CMHC Pulse Blog

Despite efforts to increase gender equality in medicine, just 1 in 5 fellows of the American College of Cardiology are women, and the percentage of women in the U.S. that are practicing cardiologists is only 12.6%. As patients, women are underrepresented in cardiology clinical trials and are less likely to receive appropriate therapies when experiencing certain cardiovascular events such as acute myocardial infarction. Because the gender composition of both providers and patients heavily disfavors women, members of the Cardiovascular Disease in Women Section of the American College of Cardiology recently conducted a review of available data to determine if provider-patient gender plays a role in patient outcomes.

The review

The hypothesis that patient-provider gender concordance may influence patient outcomes was examined via a study of patients admitted to Florida hospitals for AMI between 1991 and 2010. Investigators observed that mortality was highest among female patients treated by male physicians, but mortality rates were similar between men and women if the treating physician was female. Patient-provider gender concordance was associated with a reduced probability of death by 5.4% relative to a baseline mortality rate of 11.9%.

The authors acknowledge data from randomized controlled studies is still needed, although recent observational data support gender differences in patient outcomes. The mechanisms underlying these disparities and whether physician-patient concordance plays a role in them are unknown. Limited observational studies suggest female physicians spend more time with patients and tend to exhibit more patient-centered communication techniques that are generally preferred by patients.

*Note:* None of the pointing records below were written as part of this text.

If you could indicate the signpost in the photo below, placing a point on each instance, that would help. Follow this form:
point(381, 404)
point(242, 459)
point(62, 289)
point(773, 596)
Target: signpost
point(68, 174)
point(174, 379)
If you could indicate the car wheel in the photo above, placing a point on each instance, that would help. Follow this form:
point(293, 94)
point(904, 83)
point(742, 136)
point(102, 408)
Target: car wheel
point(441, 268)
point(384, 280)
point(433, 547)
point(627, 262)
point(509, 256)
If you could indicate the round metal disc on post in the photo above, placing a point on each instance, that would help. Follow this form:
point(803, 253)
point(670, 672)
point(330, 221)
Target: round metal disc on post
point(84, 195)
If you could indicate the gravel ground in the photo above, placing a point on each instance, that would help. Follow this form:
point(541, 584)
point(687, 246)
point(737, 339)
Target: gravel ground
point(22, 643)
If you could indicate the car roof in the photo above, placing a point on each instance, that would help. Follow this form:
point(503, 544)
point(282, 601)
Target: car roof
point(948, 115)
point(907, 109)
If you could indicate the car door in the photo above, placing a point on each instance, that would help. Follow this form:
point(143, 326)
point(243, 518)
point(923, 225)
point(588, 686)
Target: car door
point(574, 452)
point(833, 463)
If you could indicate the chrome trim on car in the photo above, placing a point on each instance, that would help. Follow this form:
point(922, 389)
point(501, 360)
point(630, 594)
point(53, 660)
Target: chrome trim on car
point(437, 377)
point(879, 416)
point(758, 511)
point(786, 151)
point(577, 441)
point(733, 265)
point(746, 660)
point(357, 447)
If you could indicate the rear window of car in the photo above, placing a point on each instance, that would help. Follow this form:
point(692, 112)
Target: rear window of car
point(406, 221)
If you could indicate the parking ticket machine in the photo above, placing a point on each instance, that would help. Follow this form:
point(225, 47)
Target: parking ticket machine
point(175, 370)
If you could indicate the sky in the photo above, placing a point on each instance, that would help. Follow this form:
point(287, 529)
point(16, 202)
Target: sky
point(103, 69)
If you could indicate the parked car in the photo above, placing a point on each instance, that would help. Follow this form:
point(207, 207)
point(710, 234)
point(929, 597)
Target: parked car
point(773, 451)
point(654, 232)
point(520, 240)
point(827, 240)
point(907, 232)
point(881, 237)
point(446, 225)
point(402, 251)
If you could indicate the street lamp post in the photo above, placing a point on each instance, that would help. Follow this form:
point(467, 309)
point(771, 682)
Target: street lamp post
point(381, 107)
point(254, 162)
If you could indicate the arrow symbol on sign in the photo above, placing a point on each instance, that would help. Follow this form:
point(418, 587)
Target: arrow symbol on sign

Conclusions and recommendations 

Concluding that increasing gender agreement in the patient-physician relationship may improve outcomes, and to better reflect the gender composition of the overall patient population, researchers recommend:

• Increasing the number of women in the cardiology workforce pipeline. This effort encompasses comprehensive interventions that directly address implicit and explicit biases that limit opportunities for women providers. Providing improved mentoring and earlier exposure to the practice of cardiovascular medicine, both in the inpatient and outpatient settings, would facilitate this.
• Changing the culture of cardiology to encourage female- and family-friendly perspectives. In a survey of internal medicine trainees, respondents who emphasized work-life balance and female-friendliness were more likely not to pursue cardiology as a subspecialty. Interventions to embrace both family and women are vital for the recruitment and retention of more women in cardiovascular specialties.
• Increasing the number of women in leadership positions in cardiovascular medicine. The consideration of women for leadership in cardiology should be encouraged through sponsorship, mentorship, and flexible career pathways. Diverse leadership promotes innovation and advancement in patient care, research, and health care delivery.

Key takeaway

Evidence shows that providers who more closely resemble their patients provide better care, resulting in better outcomes. Because cardiovascular disease uniquely affects women, it is advantageous for the medical field to encourage, promote, and enforce the employment of women in cardiology.